Namun, ketika sampai di ujung bandar, tiba-tiba ia melihat seorang saudagar
yang sepertinya belum ia tawarkan.
·
Tuaka : “Permisi, Makcik.”
·
Saudagar : “Ya, ada apa gerangan?”
·
Tuaka : “Saya datang kesini, hendak menawarkan sebuah
permata indah
Kepada
Makcik. Barangkali Tuan berminat, silahkan dilihat
Permata
saya ini.”
·
Saudagar : “Elok sekali permata ini. Aku sangat ingin
memilikinya.”
·
Tuaka : “Kalau begitu, apalagi yang Nyonya tunggu?
Nyonya hanya tinggal
membayarnya,”
·
Saudagar : “Tapi, apa permata ini asli?”
·
Tuaka : “Tentu saja, Makcik. Silahkan Makcik periksa
sendiri.”
·
Saudagar : “Iyelah ni. Tapi uang yang aku bawa sekarang
tidak cukup, Nak! Jika kamu mau, kamu boleh ikut saya ke Temasik untuk
mengambil kekurangannya.”
·
Tuaka : (Termenung sejenak)
·
Saudagar : “Jangan terlalu lama berfikir. Bagaimana,
Nak?”
·
Tuaka : “Baiklah, Nyonya. Saya akan ikut Nyonya
untuk pergi ke Temasik.”
·
Saudagar : “Baiklah. Kalau begitu sekarang ananda ikut
saya untuk mempersiapkan pelayaran ke Temasik.”
Setelah
persiapan selesai, Tuaka pulang ke rumahnya untuk menceritakan masalah ini pada
emaknya.
·
Tuaka : “Begitulah ceritanya, Mak. Bagaimana menurut
Emak?”
·
Ibu : “Apa kamu yakin akan berlayar ke negeri
orang tu?”
·
Tuaka : “Tuaka yakin sekali, Mak.
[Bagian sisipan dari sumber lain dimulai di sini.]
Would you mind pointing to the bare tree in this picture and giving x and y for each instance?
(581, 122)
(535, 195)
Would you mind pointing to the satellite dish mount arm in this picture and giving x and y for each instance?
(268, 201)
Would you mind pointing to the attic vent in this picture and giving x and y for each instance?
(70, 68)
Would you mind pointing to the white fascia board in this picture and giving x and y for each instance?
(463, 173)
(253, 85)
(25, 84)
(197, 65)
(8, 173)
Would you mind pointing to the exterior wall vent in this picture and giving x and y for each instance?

Mak setuju kan?”
·
Ibu : “Mak takpapa, Nak. Ini pasti yang terbaik
untuk kehidupan kita
selanjutnya,”
·
Tuaka : “Terima kasih banyak, Mak. Mohon doa restu
dalam perjalanan Tuaka ini, Mak.”
·
Ibu : “Sudah pasti, Ananda. Doa dan restu Mak
selalu mendampingimu.”
Akhirnya,
Tuaka dan saudagar kaya itu berlayar menuju Temasik. Sepanjang perjalanan,
Tuaka tak henti-hentinya membayangkan betapa banyak uang yang akan diperolehnya
nanti.
Setibanya di Temasik, sang Saudagar membayar uang pembelian
permata kepada Tuaka. Karena uang yang berlimpah tersebut, Tuaka lupa kepada
Emak dan kampung halamannya. Dia menetap di Temasik. Beberapa tahun kemudian dia telah menjadi saudagar
kaya. Dia menikah dengan seorang gadis elok rupawan. Rumah Tuaka sangatlah
megah, kapalnya pun banyak. Hidupnya bergelimang dengan kemewahan.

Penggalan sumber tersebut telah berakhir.